I was never really a fan of the television show. Too cheesy for my tastes, really. So I was curious to see if the film adaptation would remain as cheesy.
At least, not intentionally.
Written by Akiva Goldsman, the hack who gave us the last two Batman movies, plus two Grisham adaptations and the current film Practical Magic, the Robinson family aren't campy any more: they're a phenomenal bore. Young Will (Jack Johnson) is the brains of the operation. You immediately know then that while the family may be OK eventually, the audience is screwed. Dad (William Hurt, looking really disinterested) is all business, Mom (Mimi Rogers) is just window dressing, the eldest daughter Judy (Heather Graham, yummy) is a babe, but blank, and the other daughter Penny (Lacey Chabert) is just a would-be punker. Add in a computer generated pet (whose sole purpose was to sell toys, to be sure) and a hunky pilot in Major Don West (Matt LeBlanc, not embarrassing himself like he did in Ed), a plot involving a giant spider-guy and alternate futures and things like that, and you'll start to see why I'd prefer something a little more faithful to the source material.

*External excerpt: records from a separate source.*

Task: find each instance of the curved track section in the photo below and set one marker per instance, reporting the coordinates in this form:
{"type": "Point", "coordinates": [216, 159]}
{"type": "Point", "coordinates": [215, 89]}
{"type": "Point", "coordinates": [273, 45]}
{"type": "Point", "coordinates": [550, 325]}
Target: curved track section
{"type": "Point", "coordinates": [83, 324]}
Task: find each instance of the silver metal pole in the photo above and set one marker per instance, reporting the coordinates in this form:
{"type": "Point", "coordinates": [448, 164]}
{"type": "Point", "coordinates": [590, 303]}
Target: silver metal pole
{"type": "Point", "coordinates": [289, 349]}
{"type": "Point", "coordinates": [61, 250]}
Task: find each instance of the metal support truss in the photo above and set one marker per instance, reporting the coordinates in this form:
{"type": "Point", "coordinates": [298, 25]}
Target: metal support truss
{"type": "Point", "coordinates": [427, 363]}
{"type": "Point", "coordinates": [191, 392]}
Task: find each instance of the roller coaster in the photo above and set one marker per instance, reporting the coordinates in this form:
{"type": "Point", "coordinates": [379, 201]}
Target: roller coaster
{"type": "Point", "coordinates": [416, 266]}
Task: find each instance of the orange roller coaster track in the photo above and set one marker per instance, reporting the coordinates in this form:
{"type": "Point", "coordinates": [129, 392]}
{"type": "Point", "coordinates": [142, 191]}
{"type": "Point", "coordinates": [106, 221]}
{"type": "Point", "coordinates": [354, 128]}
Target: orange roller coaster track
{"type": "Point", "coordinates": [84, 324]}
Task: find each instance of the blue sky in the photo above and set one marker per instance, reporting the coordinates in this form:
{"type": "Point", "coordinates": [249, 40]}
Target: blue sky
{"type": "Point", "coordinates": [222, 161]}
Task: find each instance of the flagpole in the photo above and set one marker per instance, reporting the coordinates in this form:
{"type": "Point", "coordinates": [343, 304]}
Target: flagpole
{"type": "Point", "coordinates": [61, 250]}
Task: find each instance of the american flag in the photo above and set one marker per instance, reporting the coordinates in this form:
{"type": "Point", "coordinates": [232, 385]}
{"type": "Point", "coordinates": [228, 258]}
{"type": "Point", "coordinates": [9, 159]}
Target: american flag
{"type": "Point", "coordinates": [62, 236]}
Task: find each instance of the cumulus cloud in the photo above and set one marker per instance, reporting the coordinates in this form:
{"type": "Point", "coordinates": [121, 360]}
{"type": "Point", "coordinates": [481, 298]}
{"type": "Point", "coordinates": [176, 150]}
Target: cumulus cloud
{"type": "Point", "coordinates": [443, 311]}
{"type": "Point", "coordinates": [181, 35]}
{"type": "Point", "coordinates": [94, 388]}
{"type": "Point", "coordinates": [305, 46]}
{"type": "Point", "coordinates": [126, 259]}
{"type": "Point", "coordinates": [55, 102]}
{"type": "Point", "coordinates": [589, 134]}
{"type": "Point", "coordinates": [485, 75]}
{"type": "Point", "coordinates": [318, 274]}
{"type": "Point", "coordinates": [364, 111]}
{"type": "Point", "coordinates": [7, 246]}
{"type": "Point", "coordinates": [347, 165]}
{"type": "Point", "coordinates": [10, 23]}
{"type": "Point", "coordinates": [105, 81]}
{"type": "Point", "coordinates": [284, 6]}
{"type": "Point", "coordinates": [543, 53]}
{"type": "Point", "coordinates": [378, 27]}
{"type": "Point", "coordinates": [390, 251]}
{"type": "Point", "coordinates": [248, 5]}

Oh, and Gary Oldman hams it up as the villain. That's a different role for him, don't you think?
It wouldn't be so bad (the effects are fair to above average), but the look of the film is just so dark. Had the movie been considerably brighter, there might have been more to it, but as is, there's too many greys, blues and blacks (and shades of those) to distinguish anything. I'd imagine the transfer to video is even worse.The robot (and the robot's voice) are right cool, though.